A manual goes by
It’s one of the better drives of the year so far, but only if you can operate a clutch pedal
“IT’S a Kia?” was the response after a walkaround.
The approving nod slowly began as the outputs and price tag were relayed. This wasn’t an isolated incident during time with the Proceed GT.
Kia’s entrant into the hothatch market might have taken its time getting here but it has been worth the wait.
It’s not the bargain-basement proposition of the hot-hatch segment — Kia has slid the entry model in at $29,990 for the GT and its features list starts with 18-inch alloy wheels wrapped in Michelin 225/40 Pilot Sport 3 tyres, leather/ suede Recaro sports seats, sports leather-wrapped steering wheel and gearshifter, dualzone climate control, cruise control with speed limiter and automatic headlights (with cornering lights). There are reversing sensors, Bluetooth phone and music link (as well as USB) to the six-speaker audio, a model-specific LCD sports instrument panel, power windows and power-adjustable, heated and folding mirrors with puddle lights.
The Tech model is priced from $33,490 and adds a panoramic sunroof, keyless entry and start, door handle lighting, active xenon headlights, privacy glass and a (worthwhile) luggage net — perhaps the latter and the xenon headlights are the only two features that would be worth getting.
Disappointing from a value perspective is the cost of the servicing regime — for five years it tallies up to $2886, which is steep.
The Peugeot 208 GTi, the Citroen DS3 Sport and Ford’s Fiesta ST match it for intervals of 12 months and 15,000km but cost much less — the Fiesta’s is half as much.
The engine is shared with the three-door Hyundai Veloster. The Kia adds a multi-link rear end and a conventional twodoor set-up (but more on that later).
The 1.6-litre alloy “Gamma” engine has variable valve timing on both sides to produce 150kW and 265Nm. Sporting a twinscroll turbocharger integrated in the exhaust manifold and direct fuel injection, the perky four has minimal lag and peak torque present from 1750rpm to 4500rpm, flexibility that’s felt from behind the wheel.
Fuel economy isn’t too shabby for the squirt it produces — the claim is 7.4L/100km, although the enthusiasm elicited by the chassis had the trip computer in the realm of 11L/100km on test.
Sitting in size and price between the likes of Ford’s Fiesta and Focus hot ST models, the Slovakian-built GT builds on the strong styling of the base hatch, which is not sold here.
Road presence is set by a deeper, more aggressive front splitter and extra air intakes, in which there are two banks of four LED driving lights — some even liked the square LED arrangement.

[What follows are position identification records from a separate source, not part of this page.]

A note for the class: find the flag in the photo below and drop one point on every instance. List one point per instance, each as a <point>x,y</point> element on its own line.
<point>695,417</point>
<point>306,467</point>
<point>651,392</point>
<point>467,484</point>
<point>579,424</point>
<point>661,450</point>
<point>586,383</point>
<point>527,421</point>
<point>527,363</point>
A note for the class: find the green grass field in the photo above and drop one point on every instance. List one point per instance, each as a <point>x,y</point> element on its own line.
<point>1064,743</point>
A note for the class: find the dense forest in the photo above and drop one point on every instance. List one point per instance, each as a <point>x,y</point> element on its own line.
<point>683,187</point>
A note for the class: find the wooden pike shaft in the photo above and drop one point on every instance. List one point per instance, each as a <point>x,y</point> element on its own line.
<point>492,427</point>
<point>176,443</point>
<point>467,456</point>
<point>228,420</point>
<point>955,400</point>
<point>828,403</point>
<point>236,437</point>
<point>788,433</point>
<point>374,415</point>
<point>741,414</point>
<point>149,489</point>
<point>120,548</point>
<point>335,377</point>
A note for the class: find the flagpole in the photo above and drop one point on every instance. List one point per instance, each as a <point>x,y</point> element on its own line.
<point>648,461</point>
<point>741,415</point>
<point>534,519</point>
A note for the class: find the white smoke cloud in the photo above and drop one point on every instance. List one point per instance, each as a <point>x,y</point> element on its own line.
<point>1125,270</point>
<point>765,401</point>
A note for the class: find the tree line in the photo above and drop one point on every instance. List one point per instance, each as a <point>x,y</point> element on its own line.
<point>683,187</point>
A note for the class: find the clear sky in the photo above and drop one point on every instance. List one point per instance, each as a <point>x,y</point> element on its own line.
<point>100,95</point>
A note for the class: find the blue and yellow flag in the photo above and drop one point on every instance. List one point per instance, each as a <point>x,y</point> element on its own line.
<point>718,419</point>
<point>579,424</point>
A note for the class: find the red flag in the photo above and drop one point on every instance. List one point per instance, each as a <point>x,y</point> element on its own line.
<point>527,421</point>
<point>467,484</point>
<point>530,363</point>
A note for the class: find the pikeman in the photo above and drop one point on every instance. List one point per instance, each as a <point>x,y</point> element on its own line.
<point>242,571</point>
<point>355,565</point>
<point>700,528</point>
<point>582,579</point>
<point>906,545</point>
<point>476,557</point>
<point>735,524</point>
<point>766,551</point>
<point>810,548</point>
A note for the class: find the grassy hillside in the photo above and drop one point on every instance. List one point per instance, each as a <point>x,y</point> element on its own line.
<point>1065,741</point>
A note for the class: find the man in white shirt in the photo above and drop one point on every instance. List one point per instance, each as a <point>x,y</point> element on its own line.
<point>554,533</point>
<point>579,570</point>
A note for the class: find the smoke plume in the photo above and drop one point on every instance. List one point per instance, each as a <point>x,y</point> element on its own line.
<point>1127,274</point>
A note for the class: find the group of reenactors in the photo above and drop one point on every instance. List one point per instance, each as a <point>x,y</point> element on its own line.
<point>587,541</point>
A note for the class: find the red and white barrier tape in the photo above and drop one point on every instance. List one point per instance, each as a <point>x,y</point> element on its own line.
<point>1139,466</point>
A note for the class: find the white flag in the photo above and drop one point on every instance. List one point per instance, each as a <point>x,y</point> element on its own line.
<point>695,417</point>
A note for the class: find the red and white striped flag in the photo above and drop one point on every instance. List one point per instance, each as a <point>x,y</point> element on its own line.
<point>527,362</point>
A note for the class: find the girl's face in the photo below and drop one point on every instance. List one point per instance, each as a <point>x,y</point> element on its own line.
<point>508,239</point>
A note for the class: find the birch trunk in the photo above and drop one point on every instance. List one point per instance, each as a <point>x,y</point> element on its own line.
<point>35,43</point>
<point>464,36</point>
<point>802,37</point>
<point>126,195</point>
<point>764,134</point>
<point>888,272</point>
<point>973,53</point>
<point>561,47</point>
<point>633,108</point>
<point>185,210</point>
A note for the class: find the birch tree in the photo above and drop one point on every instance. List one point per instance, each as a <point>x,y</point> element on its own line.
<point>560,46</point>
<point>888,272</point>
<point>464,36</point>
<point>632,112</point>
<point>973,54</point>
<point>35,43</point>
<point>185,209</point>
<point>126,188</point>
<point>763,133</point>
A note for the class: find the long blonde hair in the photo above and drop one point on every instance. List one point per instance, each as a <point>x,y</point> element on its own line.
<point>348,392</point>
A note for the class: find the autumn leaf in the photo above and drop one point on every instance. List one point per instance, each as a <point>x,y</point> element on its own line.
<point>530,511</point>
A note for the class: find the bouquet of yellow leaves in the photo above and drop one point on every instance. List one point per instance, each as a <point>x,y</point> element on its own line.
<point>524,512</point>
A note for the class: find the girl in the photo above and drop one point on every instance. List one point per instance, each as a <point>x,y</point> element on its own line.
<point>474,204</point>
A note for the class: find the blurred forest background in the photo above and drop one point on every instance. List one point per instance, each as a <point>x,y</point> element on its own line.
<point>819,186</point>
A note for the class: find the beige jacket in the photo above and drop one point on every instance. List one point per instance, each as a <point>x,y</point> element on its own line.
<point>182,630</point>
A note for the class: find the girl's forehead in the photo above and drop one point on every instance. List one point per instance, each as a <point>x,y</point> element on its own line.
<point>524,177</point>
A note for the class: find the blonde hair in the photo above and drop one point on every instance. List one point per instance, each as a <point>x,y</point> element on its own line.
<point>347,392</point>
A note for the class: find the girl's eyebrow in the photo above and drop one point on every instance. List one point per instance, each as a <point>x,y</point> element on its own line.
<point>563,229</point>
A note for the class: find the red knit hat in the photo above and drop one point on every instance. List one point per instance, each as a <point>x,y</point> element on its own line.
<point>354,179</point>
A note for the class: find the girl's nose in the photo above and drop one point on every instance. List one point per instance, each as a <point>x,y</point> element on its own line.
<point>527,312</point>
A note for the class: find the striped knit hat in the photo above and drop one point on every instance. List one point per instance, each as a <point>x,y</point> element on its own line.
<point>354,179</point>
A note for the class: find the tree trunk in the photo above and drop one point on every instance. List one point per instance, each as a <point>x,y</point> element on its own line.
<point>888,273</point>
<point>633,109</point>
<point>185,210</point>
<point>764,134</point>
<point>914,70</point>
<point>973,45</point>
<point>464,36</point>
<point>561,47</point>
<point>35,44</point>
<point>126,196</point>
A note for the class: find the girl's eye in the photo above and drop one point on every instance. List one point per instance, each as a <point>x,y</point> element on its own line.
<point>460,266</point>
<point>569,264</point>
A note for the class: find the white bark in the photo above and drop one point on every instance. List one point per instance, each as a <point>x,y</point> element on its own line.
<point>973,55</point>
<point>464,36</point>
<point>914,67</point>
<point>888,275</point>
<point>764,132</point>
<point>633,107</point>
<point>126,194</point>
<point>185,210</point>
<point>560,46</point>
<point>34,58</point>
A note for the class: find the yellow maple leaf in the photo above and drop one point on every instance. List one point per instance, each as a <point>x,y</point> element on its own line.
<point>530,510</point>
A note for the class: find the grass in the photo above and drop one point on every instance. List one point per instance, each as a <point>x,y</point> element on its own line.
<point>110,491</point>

Kia DNA shows through the overall look of the front end, which is not a bad thing at all, with the broad-shouldered and wide stance flowing through the flanks to the rear, which has rear LED lights and a diffuser wrapped around the dual exhausts.
The brand’s Essendon sponsorship was in hindsight a lock-in, given the penchant for red-lit black interiors. The GT is no exception.
The cabin is dominated by excellent Recaro leather/suede sports seats, with a grippy sports leather steering wheel and gearshifter, rubber-dotted alloy sports pedals and a smattering of alloy trim bits.
Informing the driver is a clear two-mode LCD panel that can display conventional dials or a performance digital display, which adds boost and torque gauges to a digital speed readout, but don’t ditch the dyno just yet.
Smaller occupants are easily accommodated in the back and the 380L boot can be expanded to 1225Lwith rear seats folded; a little extra space is also available beneath the cargo bay floor.
The mainstream model gets five stars in Euro NCAP, so you’d expect a similarly equipped GT to replicate that ranking — safety features includes stability and traction control, a hill-start helper, anti-lock brakes (which Kia says halt the GT from 105km/h in less than 37 metres), six airbags, seat belt reminders and three child seat anchor points.
It also has rain-sensing wipers, automatic headlights, tyre pressure monitoring and automatically locks its doors when under way and will automatically unlock if there’s an impact.
Straight away the GT feels a livelier beast than its Hyundai cousin, despite tipping the scales a little heavier. The ride around town is firm and a little rattled over small bumps but not beyond the scale of its competition in the segment.
The 0-100km/h claim of 7.7 seconds sounds a little on the tardy side yet it nips through traffic on a flexible torque band and doesn’t need to be stirred often, although the crisp and neat gearshift will encourage clutch work.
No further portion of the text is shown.